Forecast creation

For testing purposes, a forecast can be created using the forecasting screen. However, in a production setup, the forecasts are typically created using one or more batch jobs that are scheduled in the job scheduler. These jobs are usually set up to run on a weekly basis, creating forecasts for the entire store population in one task.

Forecast from historical results

When you generate a forecast from historical results, the system generates an initial forecast (the system forecast) based on historical trends. You can then manually adjust the forecast to account for other events as necessary. This adjusted forecast becomes the manager adjusted forecast.
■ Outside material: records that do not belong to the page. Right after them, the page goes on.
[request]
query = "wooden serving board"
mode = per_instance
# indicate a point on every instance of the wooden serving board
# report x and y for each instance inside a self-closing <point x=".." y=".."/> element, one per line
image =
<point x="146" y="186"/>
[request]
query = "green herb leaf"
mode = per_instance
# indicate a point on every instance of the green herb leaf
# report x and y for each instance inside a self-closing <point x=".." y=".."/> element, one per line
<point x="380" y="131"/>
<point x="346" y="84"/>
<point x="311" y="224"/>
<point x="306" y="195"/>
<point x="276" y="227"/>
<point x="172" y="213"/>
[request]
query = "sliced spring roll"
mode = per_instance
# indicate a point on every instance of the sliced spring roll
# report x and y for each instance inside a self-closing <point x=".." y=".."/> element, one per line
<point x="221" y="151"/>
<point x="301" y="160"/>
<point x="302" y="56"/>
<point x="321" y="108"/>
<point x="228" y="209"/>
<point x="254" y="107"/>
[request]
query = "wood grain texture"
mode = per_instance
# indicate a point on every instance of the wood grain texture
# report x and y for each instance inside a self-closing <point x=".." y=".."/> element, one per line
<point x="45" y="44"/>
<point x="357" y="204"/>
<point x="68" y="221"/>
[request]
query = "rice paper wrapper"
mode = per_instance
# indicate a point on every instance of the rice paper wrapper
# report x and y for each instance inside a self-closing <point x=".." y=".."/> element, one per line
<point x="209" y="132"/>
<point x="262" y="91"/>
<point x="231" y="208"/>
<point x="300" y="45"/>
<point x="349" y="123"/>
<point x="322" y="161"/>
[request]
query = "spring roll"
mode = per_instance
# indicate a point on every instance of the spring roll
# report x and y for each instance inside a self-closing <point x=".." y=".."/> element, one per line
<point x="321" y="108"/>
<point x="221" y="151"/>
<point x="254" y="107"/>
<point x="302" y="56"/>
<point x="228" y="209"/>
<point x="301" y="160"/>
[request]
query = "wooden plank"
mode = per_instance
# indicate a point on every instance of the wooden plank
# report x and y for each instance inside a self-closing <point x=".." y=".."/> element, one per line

The location’s forecast method determines which historical trends are used to create the forecast. These options are available:

  • Linear Regression - Data from the specified historical period is used.
  • Trend of Historic Averages - Data from the previous eight weeks of actual data is compared with the same weeks last year to calculate a day-by-day and year-over-year trend. The trend is then applied to the actual results from the forecast period in the previous year. If there are six or more days of data available within the eight weeks, the highest week and the lowest week are dropped during the calculation.
  • Multiple Regression - A historical relationship trend is applied to a known imported forecast value to create the forecast.
  • Machine Learning - The machine learning forecasting model uses forecasting models created during the training process to predict results for the forecast period. These forecasting models are generated based on an analysis of historical actual results and other data that is relevant to the location that is being forecasted.